# Rescue to the Rescue



## booklady (Mar 3, 2009)

Last weekend Golden Bond (Oregon) took in ten goldens from Inland Empire Rescue in Spokane. IEGRR is in the throes of a serious foster home shortage and has stopped all intake for the time being. If anyone lives anywhere near Spokane and has ever considered fostering, they could sure use your help

The bios of the ten dogs give a pretty average rundown of really disheartening reasons for getting rid of a senior dog (with a couple of valid ones). Who could give up these faces?

Golden Bond Rescue of Oregon - Golden Bond Rescue To The Rescue!


----------



## CAROLINA MOM (May 12, 2009)

BUMPING UP-

God bless Golden Bond for taking these dogs. 

I use to help one of the NC GR Rescues with Intake, I could NEVER understand why anyone would give up their dog. There were a few situations where it was absolutely necessary and we were happy to help. 

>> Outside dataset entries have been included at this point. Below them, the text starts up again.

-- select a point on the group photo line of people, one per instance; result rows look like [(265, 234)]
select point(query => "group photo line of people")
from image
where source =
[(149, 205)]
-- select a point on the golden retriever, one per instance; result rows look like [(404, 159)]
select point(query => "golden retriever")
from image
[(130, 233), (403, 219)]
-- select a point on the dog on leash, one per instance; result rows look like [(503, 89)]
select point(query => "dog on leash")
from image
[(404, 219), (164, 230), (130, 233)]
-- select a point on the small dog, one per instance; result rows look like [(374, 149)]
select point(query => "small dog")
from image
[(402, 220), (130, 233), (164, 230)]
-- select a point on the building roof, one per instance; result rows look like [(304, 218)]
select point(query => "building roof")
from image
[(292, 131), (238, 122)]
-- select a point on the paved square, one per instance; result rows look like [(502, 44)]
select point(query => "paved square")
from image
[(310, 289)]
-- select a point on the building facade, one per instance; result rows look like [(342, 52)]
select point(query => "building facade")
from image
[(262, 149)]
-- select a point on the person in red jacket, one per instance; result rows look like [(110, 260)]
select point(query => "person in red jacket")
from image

I hope they all find wonderful loving homes.


----------



## C's Mom (Dec 7, 2009)

Keeping my fingers crossed that all these lovely dogs find wonderful homes. A big thank you to all that helped. Had a good laugh reading about how Buster can open drawers and help himself to treats.


----------



## BeauShel (May 20, 2007)

bumping up. Love all the seniors especially teddy.


----------



## BlindBabyBoy<3 (Nov 5, 2011)

They all look to be such wonderful dogs, i hpe they get the families they deserve very sson x


----------